Degas, Updike & The Snapshot
Wednesday, June 05, 2013
A Summer's End |
To me the picture of Rebecca in Uxmal is a snap, and he second one is more. It is a revealing portrait of a little girl about to cease being one and reflecting my own idea that the hot summer days were just about over.
Today I am enjoying Just Looking – Essays on Art by John Updike. I found this lovely book at my Kerrisdale Public Library. It was a random find.
Updike writes of Degas:
His most brilliant and characteristic achievement might be described as the patient invention of the snapshot, before the camera itself was technically able to arrest motion and record the poetry of visual accident. Equipped with a collage of sketches and the compositional example of Japanese prints, he began in the early1870s, to make pictures truly novel in their off-center foci, the cropping action of their edges, their unexpected points of vantage and dramatic perspectives, the electric violence of their lighting.
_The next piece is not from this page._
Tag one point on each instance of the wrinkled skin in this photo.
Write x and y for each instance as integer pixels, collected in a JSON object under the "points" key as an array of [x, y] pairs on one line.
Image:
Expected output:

The discovery of stage lighting, as a means of organizing a painting, effectuated an intensification of his vision, favoring his virtuoso draftsmanship and reducing color to a matter of highlights. In the Orchestra of the Operá, the orchestra in the foreground is a dark mass of naturalistic portraits – each musician personally identifiable – and the background of actual performance is impressionistically splashed across the top, the dancers dissolved in light and cut off at their necks.
With the digital camera-in-the-phone the snapshot is now supreme. I wonder how many snappers might suspect that Degas was doing it better and without an iPhone?